The Syrian military command announced it would cease military operations across the country during the Eid al-Adha holiday, which begins on Thursday and continues through the weekend.
A statement by the Syrian military command, broadcast by the Syria Satellite TV says, however, that the Syrian armed forces reserve the right to respond “to attacks on civilians, government troops, administrative and private buildings, especially when car bombs and other explosive devices are used."

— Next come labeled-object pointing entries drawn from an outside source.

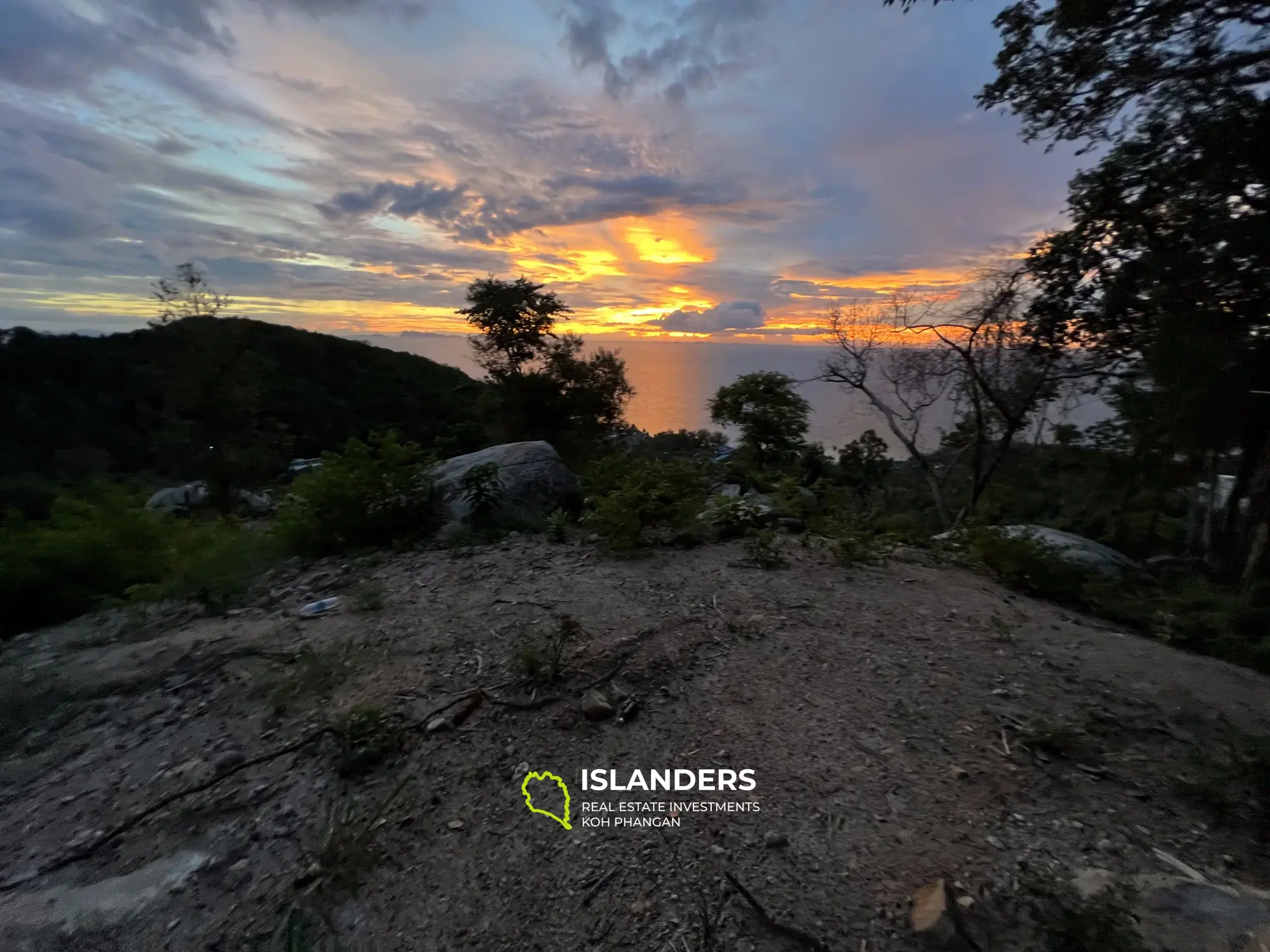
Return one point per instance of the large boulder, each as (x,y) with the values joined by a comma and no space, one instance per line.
(178,499)
(1075,549)
(534,478)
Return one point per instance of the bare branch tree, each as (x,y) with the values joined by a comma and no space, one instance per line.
(881,359)
(911,355)
(189,296)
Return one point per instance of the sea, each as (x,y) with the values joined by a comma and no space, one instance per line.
(674,381)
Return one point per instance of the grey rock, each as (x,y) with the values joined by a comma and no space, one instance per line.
(1090,883)
(64,911)
(596,706)
(256,503)
(1075,549)
(176,499)
(535,482)
(1200,917)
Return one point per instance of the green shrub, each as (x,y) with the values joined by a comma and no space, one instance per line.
(733,517)
(643,502)
(368,738)
(764,550)
(88,549)
(369,494)
(482,489)
(1029,565)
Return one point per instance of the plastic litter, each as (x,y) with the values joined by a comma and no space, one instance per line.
(316,610)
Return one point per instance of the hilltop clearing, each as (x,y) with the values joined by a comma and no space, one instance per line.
(904,722)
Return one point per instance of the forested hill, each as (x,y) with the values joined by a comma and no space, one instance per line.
(215,393)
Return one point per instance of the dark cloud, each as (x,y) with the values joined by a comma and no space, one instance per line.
(733,315)
(563,200)
(51,45)
(422,199)
(172,145)
(709,41)
(589,26)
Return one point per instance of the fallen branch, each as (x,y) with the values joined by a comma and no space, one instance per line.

The armed forces also pledged response “to any attempt by terrorist groups to reinforce their positions with personnel or ammunition.”
The statement also warns that “any attempt by neighboring states to help terrorists to cross into Syrian territory in breach of their international commitments” will not be left unanswered.
Syrian opposition members earlier agreed on a ceasefire on the condition that both sides meet their commitment to lay down arms.
Al-Qaeda-linked Jabhat al-Nusra extremist group turned the proposal down on Wednesday, calling it a “filthy game” and saying they have no trust in Bashar al-Assad’s regime.
The Russian Foreign Ministry expressed hope that the truce, backed by the UN Security Council, will be observed.
“We hope that the ceasefire… will take place and millions of Syrian Muslims will be able to spend the holiday in an appropriate atmosphere, without having to fear for their lives and the lives of their loved ones, and without violence,” Foreign Ministry spokesman Alexander Lukashevich said.
Eid al-Adha, the Festival of Sacrifice, comes the day after pilgrims making the Hajj to Mecca in Saudi Arabia descend from Mount Arafat. It commemorates the Prophet Ibrahim's readiness to sacrifice his first born son Ishmael.
Nowadays, the holiday celebrates commitment, obedience and self-sacrifice in the name of Allah.